Furthermore, tumor metastasis is the leading cause of cancer-related mortality (27,28). A greater understanding of the molecular mechanism underlying tumor metastasis may aid the development of effective cancer therapies. The initial site of cancer metastasis is usually the regional lymph nodes (29,30). Clinical and experimental data suggested that lymphoangiogenesis can greatly facilitate the migration of tumor cells into the lymph nodes (31–33). The present study demonstrated that MLVD was associated with NPC lymph node metastasis and that EBV infection was associated with MLVD. The association between EBV infection and MLVD was consistent in EBVaGC and NPC. These data suggest that EBV infection may have a common effect on the regulation of lymphoangiogenesis, although the exact molecular mechanisms remain unknown. Further investigation is required to clarify how EBV infection contributes to an increase in MLVD.

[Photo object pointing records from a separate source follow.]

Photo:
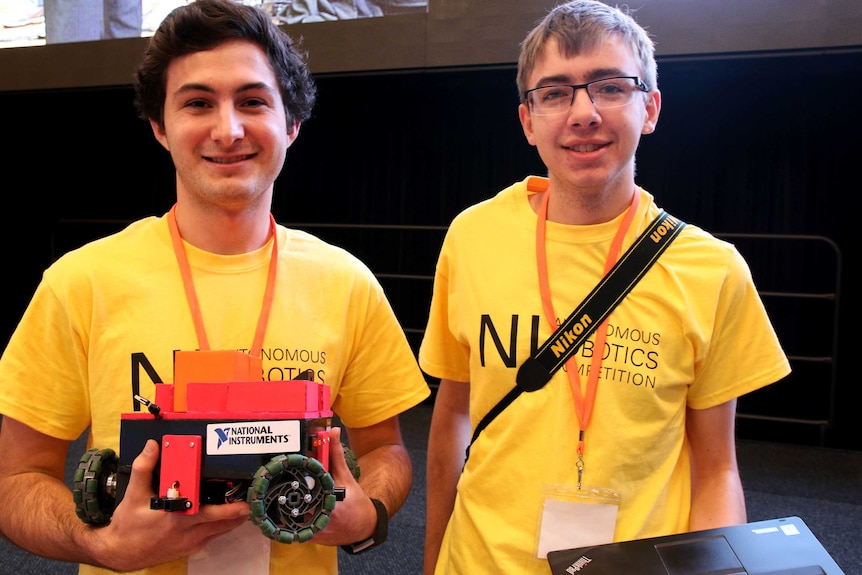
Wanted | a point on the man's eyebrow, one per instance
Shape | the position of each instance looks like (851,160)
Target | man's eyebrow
(564,79)
(197,87)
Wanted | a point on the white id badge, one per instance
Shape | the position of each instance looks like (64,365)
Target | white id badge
(573,517)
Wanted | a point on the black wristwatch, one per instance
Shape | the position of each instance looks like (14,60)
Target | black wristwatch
(379,535)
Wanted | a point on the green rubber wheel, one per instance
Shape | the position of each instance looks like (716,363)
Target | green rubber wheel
(291,498)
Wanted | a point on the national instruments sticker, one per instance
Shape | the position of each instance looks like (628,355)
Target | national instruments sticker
(247,437)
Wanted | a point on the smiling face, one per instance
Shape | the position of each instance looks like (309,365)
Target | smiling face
(225,126)
(588,149)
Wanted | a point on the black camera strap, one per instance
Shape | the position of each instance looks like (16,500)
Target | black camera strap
(538,369)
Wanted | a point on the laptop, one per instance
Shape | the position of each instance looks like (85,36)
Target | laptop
(783,546)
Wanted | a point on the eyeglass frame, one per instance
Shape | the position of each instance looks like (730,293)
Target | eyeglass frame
(639,84)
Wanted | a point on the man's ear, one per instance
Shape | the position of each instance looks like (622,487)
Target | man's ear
(159,133)
(526,123)
(293,132)
(653,107)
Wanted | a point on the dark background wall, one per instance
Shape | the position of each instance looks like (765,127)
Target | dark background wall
(748,143)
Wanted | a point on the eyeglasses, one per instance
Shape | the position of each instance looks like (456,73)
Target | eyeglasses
(605,93)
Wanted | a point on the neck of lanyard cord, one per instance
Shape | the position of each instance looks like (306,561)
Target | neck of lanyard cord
(191,295)
(583,403)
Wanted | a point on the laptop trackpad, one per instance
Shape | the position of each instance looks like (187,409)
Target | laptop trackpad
(700,556)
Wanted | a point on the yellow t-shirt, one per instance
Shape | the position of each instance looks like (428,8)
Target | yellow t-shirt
(106,318)
(692,333)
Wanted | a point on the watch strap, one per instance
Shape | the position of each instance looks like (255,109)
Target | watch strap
(380,532)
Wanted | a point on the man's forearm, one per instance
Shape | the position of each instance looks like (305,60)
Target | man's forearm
(39,516)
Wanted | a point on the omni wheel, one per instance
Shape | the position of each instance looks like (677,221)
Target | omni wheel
(291,498)
(94,486)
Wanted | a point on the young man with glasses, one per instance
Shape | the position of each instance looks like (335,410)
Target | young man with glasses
(633,434)
(225,91)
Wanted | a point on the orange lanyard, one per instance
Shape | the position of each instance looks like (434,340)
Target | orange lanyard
(583,403)
(191,295)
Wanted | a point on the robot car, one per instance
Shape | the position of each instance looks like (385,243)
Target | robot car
(225,437)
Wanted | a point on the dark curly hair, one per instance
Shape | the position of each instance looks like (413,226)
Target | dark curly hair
(205,24)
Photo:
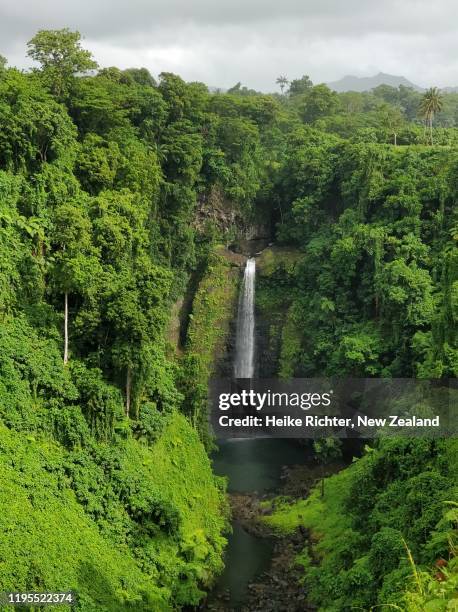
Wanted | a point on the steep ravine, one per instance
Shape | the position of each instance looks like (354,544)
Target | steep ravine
(260,571)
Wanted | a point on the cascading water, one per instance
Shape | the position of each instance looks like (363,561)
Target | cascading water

EBV-positive epithelial malignancies show selective and abundant expression of a viral gene that encodes BARF1 protein (34). BARF1 expression was usually low in lymphomas, but more frequent in EBV-associated carcinomas. BARF1 may function as an oncogene in NPC, parallel to the more widely investigated viral protein LMP1 (35). In EBV-positive gastric cancer, BARF1 was expressed in the absence of LMP1, possibly functioning as the predominant EBV oncogene in this disease (36). BARF1 expression was able to immortalize and transform epithelial cells of different origins by acting as a mitogenic growth factor, inducing cyclin-D expression and upregulating anti-apoptotic Bcl-2, and in turn stimulating host cell growth and survival (37). In the current study, 13% of NPCs were positive for BARF1, whereas BARF1 was expressed in 56.7% of EBVaGCs. This finding suggests that BARF1 and LMP1 may have redundant functions in promoting tumorigenesis in gastric cancer and in NPC.

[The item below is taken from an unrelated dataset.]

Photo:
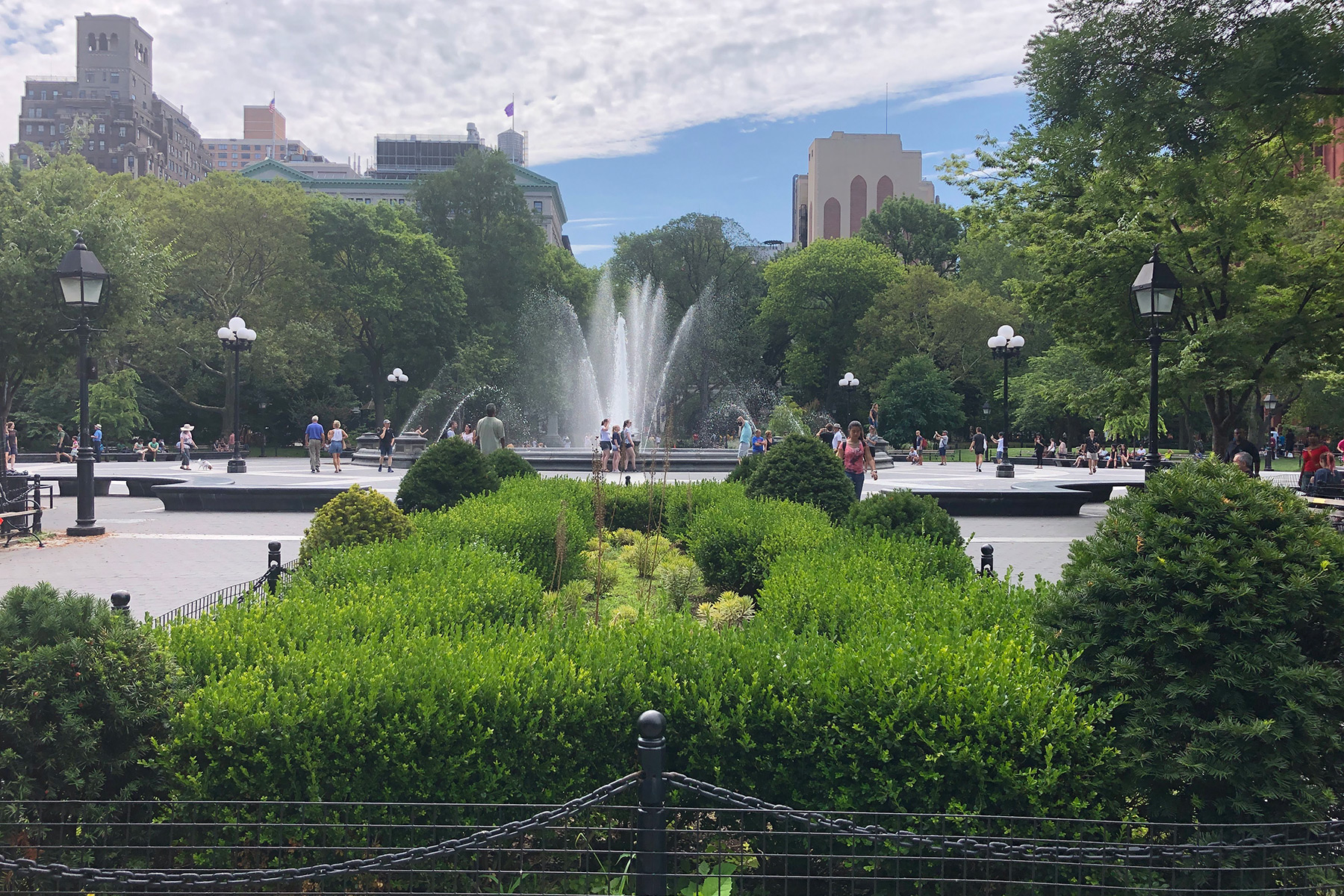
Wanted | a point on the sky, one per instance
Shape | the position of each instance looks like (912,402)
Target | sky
(641,111)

The current study does have certain limitations. For example, it is only a proof-of-principle descriptive study and additional mechanistic data are required to support the current findings. It remains to be determined how these two viral proteins function differentially in these two types of human cancer or whether EBV is involved in the development of EBV-positive gastric cancer since EBV is estimated to infect >90% of the worldwide population and EBV infection may be just bystander in these gastric types of cancer.
Acknowledgments
This study was partially supported by the 973 Projects of China (grant no. 2011CB504302) and the Natural Science Foundation of China (grant no. 30872318). The authors would also like to acknowledge the valuable comments from other members of the laboratories.